Home ECONOMY Migingo Island Tactics Similar to Those that Ousted Idi Amin

Migingo Island Tactics Similar to Those that Ousted Idi Amin

by biasharadigest

When Presidents Uhuru Kenyatta and Yoweri Museveni met for the commissioning of the Busia One-Stop Border Post (OSBP) in February 2018, no one expected to hear about Migingo Island.

In
a surprise revelation, Museveni said that the value for his people’s source of
livelihood was the reason he applied guerrilla tactics to control the small
rock island in Lake Victoria.

For
one, Museveni’s tactics involved sending soldiers to the disputed Migingo
Island, a move blamed for the continuous harassment of Kenyan fishermen.

The
Ugandan president spoke after a long-standing row between Kenya and Uganda over
the ownership of the 0.49-acre rock island. To date, the issue remains
unresolved with only cosmetic approaches which show cordiality between the two
countries but underneath tensions simmer.

Ownership of the island and the surrounding waters remains a mystery despite several interventions by leaders mainly from Kenya.

About Migingo Island

It
is a 0.49-acre of rock and can best be described as a rough outcrop in Lake
Victoria which is shared by three East African countries of Kenya, Uganda and
Tanzania.

Despite
the claims of teeming
with fish
in the shrinking lake, Migingo Island remains a noteworthy
geographical feature whose importance cannot be underestimated.

The
Island is a fishing hub where the surrounding waters is rich of Nile perch, a profitable
fish export
.

In
2008, Kenyan fishermen were barred from fishing in the waters around the Island
sparking a row between the two countries which threatened diplomatic relations.

President
Museveni then claimed that the water bordering the island is in Uganda while
the land is in Kenya.

He
later withdrew the statement after political pressure while the then Kenyan
President, Mwai Kibaki downplayed the stand-off. Kibaki assured Kenyans that
Migingo is in Kenya, despite the fact that at the time, Ugandan security
officers had set camp in the island.

A
joint border survey committee was later formed to review the process and end
the stalemate, though this did little to resolve the issue.

Why Museveni Used
Guerrilla Tactics

Museveni
said he was forced to apply “bush tactics” after the fisheries department
failed to salvage diminishing fish-stocks in the Lake. He likened the tactics to
those used to ouster Idi Amin.

“In
the past I used to think fish is snake. Those shepherds there don’t eat fish.
However, since old times, I used to see our people who lived there fishing. The
Rakai, Wakochi, Baganda, they used to fish. Then I realized fish is important
to some of our people,” Museveni narrated as quoted by The Exchange Africa.

He
said his decision to use armed personnel was simply to safeguard the fish
stocks from being depleted as a result of illegal fishing activities, and
ensuring the Lake does not end with dead zones.

“I
left it to the fisheries department because they are experts. I thought they
will save the lake, but where? Fish continued to diminish.
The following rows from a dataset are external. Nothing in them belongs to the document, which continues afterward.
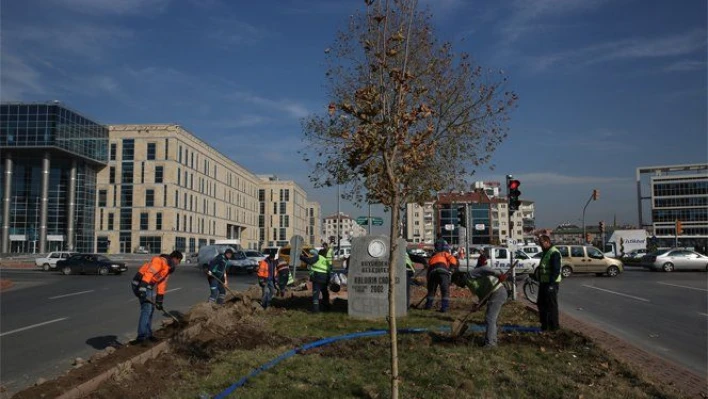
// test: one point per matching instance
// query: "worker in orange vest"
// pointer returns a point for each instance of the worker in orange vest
(266, 279)
(439, 272)
(149, 285)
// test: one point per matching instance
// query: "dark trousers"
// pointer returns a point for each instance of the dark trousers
(548, 306)
(438, 278)
(319, 285)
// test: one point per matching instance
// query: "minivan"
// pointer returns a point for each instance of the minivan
(587, 259)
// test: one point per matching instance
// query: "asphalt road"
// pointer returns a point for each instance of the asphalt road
(662, 313)
(48, 319)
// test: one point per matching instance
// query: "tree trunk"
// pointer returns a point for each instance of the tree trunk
(393, 258)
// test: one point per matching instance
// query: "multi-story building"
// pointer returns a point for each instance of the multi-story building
(419, 223)
(285, 212)
(50, 158)
(677, 193)
(340, 224)
(164, 188)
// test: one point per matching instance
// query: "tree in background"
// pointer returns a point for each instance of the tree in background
(407, 117)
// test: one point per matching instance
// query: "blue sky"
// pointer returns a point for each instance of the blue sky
(605, 86)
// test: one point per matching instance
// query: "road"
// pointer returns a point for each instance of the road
(48, 319)
(662, 313)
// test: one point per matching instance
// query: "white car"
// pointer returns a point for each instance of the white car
(49, 262)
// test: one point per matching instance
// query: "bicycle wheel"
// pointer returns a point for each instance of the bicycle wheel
(531, 290)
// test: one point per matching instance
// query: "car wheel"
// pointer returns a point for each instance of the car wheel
(566, 271)
(613, 271)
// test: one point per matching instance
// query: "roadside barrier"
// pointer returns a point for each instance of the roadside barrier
(364, 334)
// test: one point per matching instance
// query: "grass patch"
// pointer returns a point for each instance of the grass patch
(525, 365)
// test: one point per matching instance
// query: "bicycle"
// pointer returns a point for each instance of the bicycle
(531, 286)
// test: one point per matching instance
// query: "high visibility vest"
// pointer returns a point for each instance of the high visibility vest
(320, 266)
(545, 268)
(482, 286)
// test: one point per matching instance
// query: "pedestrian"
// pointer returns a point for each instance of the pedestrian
(149, 285)
(549, 278)
(217, 278)
(283, 277)
(266, 279)
(439, 272)
(481, 281)
(320, 272)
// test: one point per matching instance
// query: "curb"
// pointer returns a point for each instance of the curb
(659, 369)
(94, 383)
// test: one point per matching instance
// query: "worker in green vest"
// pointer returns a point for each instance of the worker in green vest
(549, 278)
(320, 271)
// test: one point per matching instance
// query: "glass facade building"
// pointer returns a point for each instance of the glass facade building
(49, 159)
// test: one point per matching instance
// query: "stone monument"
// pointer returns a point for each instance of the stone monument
(367, 279)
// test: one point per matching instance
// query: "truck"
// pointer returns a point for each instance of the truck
(622, 242)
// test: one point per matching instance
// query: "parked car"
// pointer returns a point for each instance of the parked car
(238, 262)
(90, 264)
(587, 259)
(675, 259)
(49, 262)
(255, 255)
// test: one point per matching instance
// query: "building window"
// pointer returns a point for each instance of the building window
(158, 174)
(102, 197)
(144, 221)
(152, 150)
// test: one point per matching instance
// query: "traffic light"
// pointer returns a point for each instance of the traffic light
(514, 193)
(462, 216)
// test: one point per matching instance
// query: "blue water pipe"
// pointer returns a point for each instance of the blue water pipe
(364, 334)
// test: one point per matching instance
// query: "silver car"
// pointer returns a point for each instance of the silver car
(675, 259)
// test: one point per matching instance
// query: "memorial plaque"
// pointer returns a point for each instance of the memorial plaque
(367, 284)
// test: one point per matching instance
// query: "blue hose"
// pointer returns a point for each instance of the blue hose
(326, 341)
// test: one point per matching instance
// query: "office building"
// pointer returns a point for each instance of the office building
(50, 156)
(285, 212)
(164, 189)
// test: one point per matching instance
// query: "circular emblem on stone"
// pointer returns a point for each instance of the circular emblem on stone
(377, 248)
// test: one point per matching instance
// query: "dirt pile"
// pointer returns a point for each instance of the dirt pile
(202, 332)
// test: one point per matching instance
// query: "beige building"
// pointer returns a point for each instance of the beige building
(348, 227)
(166, 189)
(285, 212)
(420, 223)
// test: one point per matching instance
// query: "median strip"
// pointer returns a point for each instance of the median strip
(683, 286)
(618, 293)
(32, 326)
(72, 294)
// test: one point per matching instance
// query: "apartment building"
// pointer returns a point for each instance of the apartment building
(343, 225)
(285, 212)
(164, 189)
(419, 223)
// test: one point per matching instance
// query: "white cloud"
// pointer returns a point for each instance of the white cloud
(18, 78)
(115, 7)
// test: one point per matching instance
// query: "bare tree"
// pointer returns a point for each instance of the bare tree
(407, 117)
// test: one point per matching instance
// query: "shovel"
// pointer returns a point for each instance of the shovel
(459, 327)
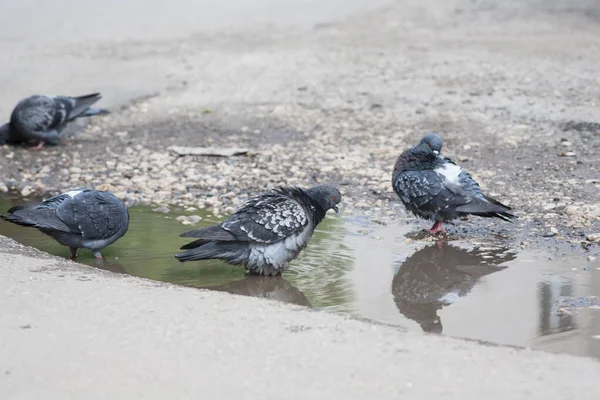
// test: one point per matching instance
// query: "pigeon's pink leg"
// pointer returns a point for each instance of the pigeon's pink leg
(39, 146)
(437, 227)
(73, 253)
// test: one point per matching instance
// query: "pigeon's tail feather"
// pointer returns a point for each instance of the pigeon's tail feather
(14, 209)
(94, 111)
(230, 252)
(194, 244)
(487, 207)
(16, 219)
(82, 104)
(43, 219)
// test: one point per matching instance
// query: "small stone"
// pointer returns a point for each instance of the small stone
(26, 191)
(194, 219)
(567, 154)
(594, 237)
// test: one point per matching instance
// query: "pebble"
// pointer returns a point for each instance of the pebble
(594, 237)
(26, 191)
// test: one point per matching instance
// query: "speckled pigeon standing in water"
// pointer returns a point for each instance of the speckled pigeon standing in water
(40, 119)
(80, 218)
(435, 188)
(267, 232)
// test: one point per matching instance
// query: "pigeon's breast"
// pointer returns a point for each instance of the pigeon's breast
(280, 253)
(451, 172)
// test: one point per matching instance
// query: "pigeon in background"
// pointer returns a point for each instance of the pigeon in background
(86, 218)
(267, 232)
(40, 119)
(435, 188)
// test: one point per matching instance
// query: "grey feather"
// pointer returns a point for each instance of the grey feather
(81, 218)
(435, 188)
(267, 232)
(42, 118)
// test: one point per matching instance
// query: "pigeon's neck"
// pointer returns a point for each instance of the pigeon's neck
(318, 210)
(415, 160)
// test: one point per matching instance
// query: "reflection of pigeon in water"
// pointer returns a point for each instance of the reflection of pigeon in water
(267, 232)
(40, 119)
(276, 288)
(438, 275)
(433, 187)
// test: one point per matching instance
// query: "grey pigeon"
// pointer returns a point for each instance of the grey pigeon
(86, 218)
(436, 276)
(267, 232)
(435, 188)
(40, 119)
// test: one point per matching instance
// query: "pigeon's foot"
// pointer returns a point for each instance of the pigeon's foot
(436, 228)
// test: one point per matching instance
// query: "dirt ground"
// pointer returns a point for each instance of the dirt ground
(511, 86)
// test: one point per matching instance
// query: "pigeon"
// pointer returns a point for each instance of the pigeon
(435, 188)
(86, 218)
(40, 119)
(267, 232)
(436, 276)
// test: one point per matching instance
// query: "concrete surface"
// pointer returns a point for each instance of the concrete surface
(68, 331)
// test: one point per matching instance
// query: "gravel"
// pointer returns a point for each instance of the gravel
(338, 104)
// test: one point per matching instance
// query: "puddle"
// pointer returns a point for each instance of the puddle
(353, 266)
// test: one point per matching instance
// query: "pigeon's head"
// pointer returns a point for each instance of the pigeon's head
(4, 131)
(327, 196)
(432, 142)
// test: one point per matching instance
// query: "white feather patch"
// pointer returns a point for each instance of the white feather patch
(450, 172)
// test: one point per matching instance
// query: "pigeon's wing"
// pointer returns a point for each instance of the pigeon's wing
(94, 215)
(267, 219)
(427, 190)
(74, 107)
(43, 216)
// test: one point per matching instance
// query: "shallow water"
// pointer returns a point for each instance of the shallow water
(354, 266)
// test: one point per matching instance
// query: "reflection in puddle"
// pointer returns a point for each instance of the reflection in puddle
(437, 276)
(356, 267)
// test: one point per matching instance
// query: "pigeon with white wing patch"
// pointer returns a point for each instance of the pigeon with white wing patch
(81, 218)
(40, 119)
(435, 188)
(267, 232)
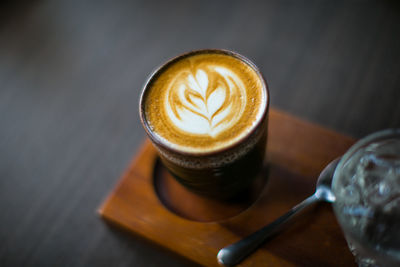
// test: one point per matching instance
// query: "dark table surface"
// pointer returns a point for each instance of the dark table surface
(71, 73)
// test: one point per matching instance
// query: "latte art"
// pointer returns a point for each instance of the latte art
(205, 102)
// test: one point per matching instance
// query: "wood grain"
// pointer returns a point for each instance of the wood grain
(70, 77)
(297, 152)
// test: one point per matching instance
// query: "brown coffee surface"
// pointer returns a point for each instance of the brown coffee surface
(204, 101)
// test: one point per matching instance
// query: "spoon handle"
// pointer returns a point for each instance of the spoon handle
(236, 252)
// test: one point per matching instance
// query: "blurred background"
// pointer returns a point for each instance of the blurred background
(71, 73)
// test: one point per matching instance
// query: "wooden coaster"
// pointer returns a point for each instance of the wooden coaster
(148, 202)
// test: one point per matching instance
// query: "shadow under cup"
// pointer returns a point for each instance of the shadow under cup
(225, 174)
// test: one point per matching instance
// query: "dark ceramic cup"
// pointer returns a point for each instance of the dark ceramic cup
(224, 173)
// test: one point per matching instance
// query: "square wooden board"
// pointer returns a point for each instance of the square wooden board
(296, 153)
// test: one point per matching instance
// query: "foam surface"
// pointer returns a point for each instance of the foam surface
(204, 102)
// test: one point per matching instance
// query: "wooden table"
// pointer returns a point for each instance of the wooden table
(70, 77)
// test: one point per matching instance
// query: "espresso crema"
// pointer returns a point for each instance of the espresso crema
(204, 102)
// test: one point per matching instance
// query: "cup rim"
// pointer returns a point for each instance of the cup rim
(157, 71)
(376, 136)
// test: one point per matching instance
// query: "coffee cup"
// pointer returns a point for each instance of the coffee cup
(206, 113)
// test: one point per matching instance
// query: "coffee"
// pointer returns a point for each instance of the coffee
(206, 114)
(204, 102)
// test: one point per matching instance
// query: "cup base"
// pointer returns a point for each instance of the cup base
(189, 205)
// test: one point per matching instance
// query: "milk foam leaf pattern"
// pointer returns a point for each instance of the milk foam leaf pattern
(205, 101)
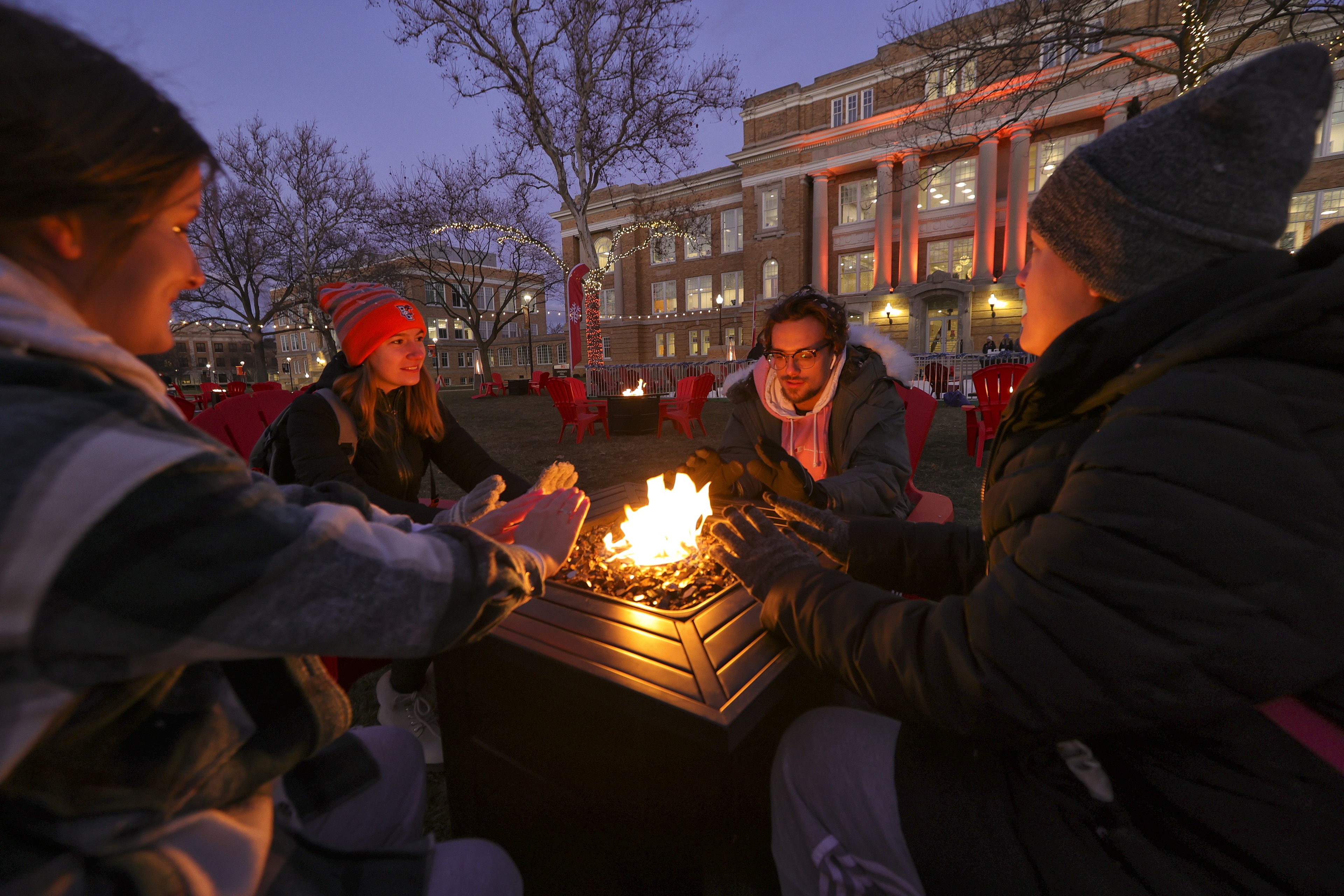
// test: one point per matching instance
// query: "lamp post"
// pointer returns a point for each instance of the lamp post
(527, 324)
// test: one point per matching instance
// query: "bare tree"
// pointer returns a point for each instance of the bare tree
(478, 245)
(319, 201)
(241, 257)
(592, 89)
(971, 61)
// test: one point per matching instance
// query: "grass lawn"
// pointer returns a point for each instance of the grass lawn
(521, 432)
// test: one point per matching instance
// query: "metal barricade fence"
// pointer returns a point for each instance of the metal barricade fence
(612, 379)
(937, 374)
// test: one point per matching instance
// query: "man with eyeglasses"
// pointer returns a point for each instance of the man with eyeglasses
(816, 420)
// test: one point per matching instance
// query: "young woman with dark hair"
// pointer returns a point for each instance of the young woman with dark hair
(164, 727)
(401, 425)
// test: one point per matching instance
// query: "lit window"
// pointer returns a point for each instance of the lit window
(664, 298)
(859, 201)
(947, 81)
(952, 256)
(771, 207)
(730, 230)
(951, 184)
(771, 279)
(1045, 156)
(1330, 135)
(662, 249)
(732, 284)
(1332, 209)
(699, 292)
(701, 244)
(1300, 214)
(857, 273)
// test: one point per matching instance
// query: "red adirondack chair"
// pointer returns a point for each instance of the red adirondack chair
(573, 412)
(208, 393)
(685, 410)
(929, 507)
(187, 406)
(238, 422)
(994, 389)
(538, 382)
(491, 387)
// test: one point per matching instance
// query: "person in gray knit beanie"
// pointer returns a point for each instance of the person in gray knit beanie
(1203, 178)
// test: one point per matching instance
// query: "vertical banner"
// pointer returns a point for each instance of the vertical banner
(574, 312)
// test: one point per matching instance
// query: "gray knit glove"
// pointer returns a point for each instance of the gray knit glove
(555, 477)
(757, 553)
(819, 528)
(476, 503)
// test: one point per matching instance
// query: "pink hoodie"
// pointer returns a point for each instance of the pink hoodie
(804, 434)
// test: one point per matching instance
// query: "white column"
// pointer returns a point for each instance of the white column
(1015, 230)
(882, 233)
(822, 232)
(909, 219)
(987, 191)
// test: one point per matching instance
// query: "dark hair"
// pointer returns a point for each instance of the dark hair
(810, 303)
(80, 131)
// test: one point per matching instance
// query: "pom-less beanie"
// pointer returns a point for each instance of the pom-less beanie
(1209, 175)
(366, 316)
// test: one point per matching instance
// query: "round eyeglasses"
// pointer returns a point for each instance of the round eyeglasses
(804, 359)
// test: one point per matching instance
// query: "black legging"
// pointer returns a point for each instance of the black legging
(409, 675)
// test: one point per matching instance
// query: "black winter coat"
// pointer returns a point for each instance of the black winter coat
(1160, 551)
(389, 472)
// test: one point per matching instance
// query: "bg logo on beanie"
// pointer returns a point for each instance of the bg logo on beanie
(366, 316)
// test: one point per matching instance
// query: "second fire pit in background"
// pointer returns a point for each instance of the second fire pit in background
(632, 414)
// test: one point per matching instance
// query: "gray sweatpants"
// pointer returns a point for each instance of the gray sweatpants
(392, 813)
(836, 828)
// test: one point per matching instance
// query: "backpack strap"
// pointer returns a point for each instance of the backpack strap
(349, 432)
(1308, 727)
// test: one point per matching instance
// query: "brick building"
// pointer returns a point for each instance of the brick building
(917, 237)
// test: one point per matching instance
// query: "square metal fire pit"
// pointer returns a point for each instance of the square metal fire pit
(622, 749)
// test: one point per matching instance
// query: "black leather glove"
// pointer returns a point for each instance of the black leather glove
(819, 528)
(755, 551)
(785, 476)
(707, 467)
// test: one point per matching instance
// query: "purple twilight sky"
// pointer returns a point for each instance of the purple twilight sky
(332, 61)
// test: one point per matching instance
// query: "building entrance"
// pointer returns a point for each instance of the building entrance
(943, 331)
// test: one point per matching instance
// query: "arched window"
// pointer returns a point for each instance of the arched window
(771, 279)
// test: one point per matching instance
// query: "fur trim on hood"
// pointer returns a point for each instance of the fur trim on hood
(899, 365)
(34, 317)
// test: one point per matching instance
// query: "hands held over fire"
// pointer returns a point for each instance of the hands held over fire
(755, 551)
(781, 473)
(819, 528)
(707, 467)
(552, 526)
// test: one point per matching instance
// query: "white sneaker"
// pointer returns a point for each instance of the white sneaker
(413, 713)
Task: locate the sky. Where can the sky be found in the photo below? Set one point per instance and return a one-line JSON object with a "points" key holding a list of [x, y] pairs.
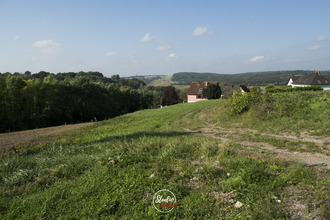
{"points": [[153, 37]]}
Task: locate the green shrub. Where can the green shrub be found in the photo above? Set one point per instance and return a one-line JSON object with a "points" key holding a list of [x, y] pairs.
{"points": [[241, 102]]}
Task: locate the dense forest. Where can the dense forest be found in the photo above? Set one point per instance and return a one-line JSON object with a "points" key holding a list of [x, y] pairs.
{"points": [[278, 78], [45, 99]]}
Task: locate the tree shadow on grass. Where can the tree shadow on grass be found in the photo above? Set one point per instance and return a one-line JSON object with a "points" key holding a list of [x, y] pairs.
{"points": [[137, 135]]}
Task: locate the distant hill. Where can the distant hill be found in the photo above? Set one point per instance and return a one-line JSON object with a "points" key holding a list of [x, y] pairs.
{"points": [[156, 80], [278, 78]]}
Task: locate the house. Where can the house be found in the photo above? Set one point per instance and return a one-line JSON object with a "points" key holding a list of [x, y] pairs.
{"points": [[312, 79], [195, 91]]}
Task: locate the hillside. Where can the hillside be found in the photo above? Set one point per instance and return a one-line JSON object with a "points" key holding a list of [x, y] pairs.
{"points": [[278, 78], [267, 163]]}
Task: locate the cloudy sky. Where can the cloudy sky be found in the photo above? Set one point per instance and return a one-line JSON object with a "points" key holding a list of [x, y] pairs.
{"points": [[143, 37]]}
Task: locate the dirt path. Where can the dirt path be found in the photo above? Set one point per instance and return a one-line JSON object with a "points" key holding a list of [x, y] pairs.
{"points": [[8, 140], [233, 135]]}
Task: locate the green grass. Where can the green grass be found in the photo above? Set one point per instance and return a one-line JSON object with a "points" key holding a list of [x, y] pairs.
{"points": [[103, 172]]}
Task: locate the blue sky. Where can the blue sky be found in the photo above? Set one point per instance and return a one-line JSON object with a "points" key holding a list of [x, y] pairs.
{"points": [[144, 37]]}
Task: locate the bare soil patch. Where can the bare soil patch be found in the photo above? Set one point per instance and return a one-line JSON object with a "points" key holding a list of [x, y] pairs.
{"points": [[232, 135], [8, 140]]}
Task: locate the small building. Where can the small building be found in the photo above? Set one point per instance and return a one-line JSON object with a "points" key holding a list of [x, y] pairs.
{"points": [[312, 79], [195, 91]]}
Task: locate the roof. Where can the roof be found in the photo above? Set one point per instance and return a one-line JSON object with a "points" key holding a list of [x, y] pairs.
{"points": [[314, 78], [196, 88]]}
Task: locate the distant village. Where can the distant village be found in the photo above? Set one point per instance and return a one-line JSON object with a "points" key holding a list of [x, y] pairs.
{"points": [[315, 78]]}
So I decided let me
use my old tactics, bush tactics, the way we faced out with Idi Amin to
deal  with the law breakers,” Museveni
said.

When
Museveni visited Kenya in April last year, Migingo Island was part of the
agenda to be discussed between him and his Kenyan host, Uhuru Kenyatta.

During
this meeting, Kenya’s Foreign Affairs Cabinet Secretary Monicah Juma assured
that an amicable solution had been reached. The solution was that fishermen
from both countries would share the island and continue with their trade.

Interestingly,
the CS
stressed the island belongs to Kenya
adding that Ugandan policemen would be
withdrawn from the island and the waters around it to reassure the fishermen.